Mintzberg tells us that we hear a great deal these days about managers having to become global, but he believes that it is far more important that they become worldly! For him, to become global implies a certain homogeneity, conformity, and subscription to the same set of beliefs, styles, and values. Worldly is defined in the Oxford Dictionary as “experienced in life, sophisticated, practical.” Most managers function on a set of edges between their own world and those of their coworkers and team leaders. To become worldly then, Mintzberg means to get over these edges from time to time into those worlds – other cultures; other companies; other functions in their own company; and, above all, the thinking of others, so as to understand their own world and thus the world their organization operates in more deeply.  

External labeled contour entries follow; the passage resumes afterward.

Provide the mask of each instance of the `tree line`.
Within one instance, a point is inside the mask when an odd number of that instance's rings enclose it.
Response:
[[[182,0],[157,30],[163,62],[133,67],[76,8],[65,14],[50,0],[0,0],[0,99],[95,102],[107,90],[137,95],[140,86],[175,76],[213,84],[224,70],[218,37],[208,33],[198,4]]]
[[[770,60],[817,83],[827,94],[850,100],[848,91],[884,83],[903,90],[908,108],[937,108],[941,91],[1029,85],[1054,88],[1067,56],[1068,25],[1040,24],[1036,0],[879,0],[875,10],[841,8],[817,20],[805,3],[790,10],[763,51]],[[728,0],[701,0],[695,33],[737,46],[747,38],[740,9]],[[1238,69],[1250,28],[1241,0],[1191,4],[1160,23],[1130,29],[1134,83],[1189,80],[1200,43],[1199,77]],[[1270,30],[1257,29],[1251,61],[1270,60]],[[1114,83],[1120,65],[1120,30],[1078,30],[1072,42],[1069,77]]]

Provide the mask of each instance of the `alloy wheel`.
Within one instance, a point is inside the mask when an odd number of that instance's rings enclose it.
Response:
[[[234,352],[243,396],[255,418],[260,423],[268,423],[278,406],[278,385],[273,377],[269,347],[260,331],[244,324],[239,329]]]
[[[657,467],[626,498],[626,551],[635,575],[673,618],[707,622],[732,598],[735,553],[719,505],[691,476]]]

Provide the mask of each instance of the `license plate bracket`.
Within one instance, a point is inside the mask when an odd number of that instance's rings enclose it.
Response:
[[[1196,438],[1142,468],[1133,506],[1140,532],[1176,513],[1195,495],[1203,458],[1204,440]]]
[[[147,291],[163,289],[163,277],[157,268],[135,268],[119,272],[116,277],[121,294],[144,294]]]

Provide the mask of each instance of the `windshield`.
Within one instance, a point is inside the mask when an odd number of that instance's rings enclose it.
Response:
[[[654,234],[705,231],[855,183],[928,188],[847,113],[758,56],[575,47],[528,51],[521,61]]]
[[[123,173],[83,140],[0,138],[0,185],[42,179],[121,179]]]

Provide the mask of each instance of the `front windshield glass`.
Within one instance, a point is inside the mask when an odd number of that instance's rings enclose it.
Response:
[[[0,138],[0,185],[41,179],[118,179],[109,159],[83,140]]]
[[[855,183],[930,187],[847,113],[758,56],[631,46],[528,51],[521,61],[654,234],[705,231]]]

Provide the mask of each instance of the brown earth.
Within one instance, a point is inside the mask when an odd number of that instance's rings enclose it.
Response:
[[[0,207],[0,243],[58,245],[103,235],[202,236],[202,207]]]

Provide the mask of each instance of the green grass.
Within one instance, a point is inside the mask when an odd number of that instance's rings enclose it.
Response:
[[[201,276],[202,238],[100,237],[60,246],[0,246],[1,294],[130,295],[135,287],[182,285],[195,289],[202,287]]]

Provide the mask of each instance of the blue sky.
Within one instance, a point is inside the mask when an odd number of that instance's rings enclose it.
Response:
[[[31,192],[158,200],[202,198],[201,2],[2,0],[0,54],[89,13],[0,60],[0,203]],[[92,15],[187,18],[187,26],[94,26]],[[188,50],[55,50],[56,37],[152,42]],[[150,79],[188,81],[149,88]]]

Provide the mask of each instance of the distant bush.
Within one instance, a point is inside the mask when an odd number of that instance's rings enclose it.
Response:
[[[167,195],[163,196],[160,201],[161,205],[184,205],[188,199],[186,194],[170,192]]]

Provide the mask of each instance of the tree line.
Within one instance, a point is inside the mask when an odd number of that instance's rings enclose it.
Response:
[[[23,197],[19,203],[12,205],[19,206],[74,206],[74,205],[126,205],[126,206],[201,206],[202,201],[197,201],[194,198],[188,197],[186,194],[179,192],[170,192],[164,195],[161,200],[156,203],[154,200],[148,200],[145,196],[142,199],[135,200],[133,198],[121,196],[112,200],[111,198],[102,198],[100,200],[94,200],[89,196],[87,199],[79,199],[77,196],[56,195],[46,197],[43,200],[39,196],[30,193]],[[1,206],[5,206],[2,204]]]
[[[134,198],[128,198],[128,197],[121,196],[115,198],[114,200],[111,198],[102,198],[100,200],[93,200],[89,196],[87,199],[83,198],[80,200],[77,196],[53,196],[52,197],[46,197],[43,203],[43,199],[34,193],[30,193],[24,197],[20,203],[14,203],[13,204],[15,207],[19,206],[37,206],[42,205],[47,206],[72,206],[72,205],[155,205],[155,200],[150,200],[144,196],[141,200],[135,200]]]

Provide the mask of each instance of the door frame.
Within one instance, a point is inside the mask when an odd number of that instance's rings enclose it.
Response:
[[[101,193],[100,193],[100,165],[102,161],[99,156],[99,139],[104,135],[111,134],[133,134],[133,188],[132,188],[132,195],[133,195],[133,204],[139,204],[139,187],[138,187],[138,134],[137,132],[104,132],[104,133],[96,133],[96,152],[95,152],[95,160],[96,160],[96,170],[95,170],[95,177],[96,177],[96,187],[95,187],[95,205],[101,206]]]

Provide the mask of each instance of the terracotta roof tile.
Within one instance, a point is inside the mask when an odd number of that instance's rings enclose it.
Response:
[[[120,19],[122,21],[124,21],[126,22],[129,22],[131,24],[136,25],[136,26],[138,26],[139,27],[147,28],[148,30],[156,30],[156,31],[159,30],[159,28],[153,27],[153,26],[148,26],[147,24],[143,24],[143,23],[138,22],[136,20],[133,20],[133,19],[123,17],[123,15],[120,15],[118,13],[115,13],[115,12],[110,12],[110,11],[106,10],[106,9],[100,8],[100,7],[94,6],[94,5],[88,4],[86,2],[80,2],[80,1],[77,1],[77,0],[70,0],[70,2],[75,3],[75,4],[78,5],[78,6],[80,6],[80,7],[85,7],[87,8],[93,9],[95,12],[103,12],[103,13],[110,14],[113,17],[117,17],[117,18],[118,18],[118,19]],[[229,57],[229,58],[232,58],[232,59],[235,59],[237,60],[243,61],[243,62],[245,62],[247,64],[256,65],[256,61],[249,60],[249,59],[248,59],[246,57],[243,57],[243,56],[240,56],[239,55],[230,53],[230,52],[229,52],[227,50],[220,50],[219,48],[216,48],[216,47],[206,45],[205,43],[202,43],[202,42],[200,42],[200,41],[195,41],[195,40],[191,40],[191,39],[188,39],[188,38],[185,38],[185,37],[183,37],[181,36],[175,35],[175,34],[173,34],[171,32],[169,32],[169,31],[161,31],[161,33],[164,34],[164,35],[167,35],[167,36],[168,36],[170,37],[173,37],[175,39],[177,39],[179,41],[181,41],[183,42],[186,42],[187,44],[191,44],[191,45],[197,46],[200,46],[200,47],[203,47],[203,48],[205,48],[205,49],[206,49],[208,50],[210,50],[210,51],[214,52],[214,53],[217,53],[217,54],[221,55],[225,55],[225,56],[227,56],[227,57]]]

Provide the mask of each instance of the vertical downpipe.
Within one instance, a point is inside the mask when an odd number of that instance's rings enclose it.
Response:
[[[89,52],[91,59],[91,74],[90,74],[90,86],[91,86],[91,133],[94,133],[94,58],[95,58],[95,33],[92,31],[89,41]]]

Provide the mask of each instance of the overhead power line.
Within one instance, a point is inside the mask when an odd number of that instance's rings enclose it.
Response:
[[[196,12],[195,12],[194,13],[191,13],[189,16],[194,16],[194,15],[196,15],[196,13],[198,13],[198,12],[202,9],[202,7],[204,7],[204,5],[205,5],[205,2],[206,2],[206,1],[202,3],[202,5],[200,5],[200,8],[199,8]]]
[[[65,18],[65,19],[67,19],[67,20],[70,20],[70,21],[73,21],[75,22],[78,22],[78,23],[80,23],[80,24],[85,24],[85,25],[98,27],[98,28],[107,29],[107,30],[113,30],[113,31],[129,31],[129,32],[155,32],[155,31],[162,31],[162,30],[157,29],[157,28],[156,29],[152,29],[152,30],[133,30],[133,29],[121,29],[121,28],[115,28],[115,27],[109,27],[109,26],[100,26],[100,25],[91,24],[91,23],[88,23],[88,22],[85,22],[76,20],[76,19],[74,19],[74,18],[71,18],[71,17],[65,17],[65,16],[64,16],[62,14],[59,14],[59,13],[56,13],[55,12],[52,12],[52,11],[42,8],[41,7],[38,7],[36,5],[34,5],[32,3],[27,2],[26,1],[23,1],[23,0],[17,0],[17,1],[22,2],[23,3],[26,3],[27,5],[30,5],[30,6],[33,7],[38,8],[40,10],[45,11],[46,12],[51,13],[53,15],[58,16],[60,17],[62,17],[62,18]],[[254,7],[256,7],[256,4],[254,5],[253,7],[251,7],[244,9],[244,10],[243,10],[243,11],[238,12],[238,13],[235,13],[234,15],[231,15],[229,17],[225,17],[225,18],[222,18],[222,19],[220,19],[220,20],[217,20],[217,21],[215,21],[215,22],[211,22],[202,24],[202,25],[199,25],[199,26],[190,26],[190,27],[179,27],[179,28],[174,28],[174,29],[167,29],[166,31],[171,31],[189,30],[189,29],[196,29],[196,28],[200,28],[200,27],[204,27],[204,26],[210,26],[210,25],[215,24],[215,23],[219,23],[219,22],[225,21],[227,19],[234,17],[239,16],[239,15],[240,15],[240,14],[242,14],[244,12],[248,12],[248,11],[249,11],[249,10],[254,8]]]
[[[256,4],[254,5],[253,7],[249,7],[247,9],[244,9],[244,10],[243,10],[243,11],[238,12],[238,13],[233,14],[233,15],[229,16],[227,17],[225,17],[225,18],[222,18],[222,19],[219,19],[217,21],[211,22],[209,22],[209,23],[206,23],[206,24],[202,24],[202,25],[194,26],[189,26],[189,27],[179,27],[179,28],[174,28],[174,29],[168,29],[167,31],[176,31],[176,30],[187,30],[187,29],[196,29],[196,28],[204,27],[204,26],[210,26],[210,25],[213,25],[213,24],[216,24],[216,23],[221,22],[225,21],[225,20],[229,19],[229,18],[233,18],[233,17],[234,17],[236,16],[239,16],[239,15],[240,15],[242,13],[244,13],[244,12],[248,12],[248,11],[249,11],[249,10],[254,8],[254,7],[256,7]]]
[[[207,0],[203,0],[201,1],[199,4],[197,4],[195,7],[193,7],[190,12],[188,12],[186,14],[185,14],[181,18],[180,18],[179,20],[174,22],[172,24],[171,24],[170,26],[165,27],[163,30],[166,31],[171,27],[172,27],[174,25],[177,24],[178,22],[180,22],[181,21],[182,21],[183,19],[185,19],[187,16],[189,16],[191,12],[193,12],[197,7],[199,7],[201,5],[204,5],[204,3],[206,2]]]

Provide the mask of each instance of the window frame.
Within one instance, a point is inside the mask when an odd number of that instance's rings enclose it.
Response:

So, this week the iconic Henry Mintzberg is releasing his next book Understanding Organizations…Finally! and providing a crystal-clear map to the seven forces that shape all human organizations, synthesizing 60 years of research on organizational design and theory. Human beings, Mintzberg claims, have been organizing to accomplish work for as long as we have existed – so why is organizational behavior still so elusive and mysterious?

In this about-to-be published book, Mintzberg reframes his career’s work around the seven forces that drive all companies. He identifies them as efficiency, proficiency, consolidation, collaboration, culture, division, and conflict. Each of these forces aligns with one of the seven basic organizational forms: the Personal Enterprise, the Programmed Machine, the Professional Assembly, the Project Pioneer, the Divisional Form, the Community Ship, and the Political Arena. Mintzberg explores how these forms combine and hybridize, and offers a life cycle model to explain how companies can transition between the forms and hybrids.

Mintzberg finally says that organizations are formed by a set of relationships, yet their purpose is only achieved through individual work – making the act of organizing a unique science and practice. This thought-provoking book will not only explain why companies are the way they are, but it will show how we can make our individual companies’ function at the highest possible level. I can hardly wait to get my copy this week and be able to study and reflect upon it!

We will see more blogs re Mintzberg in 2023!!!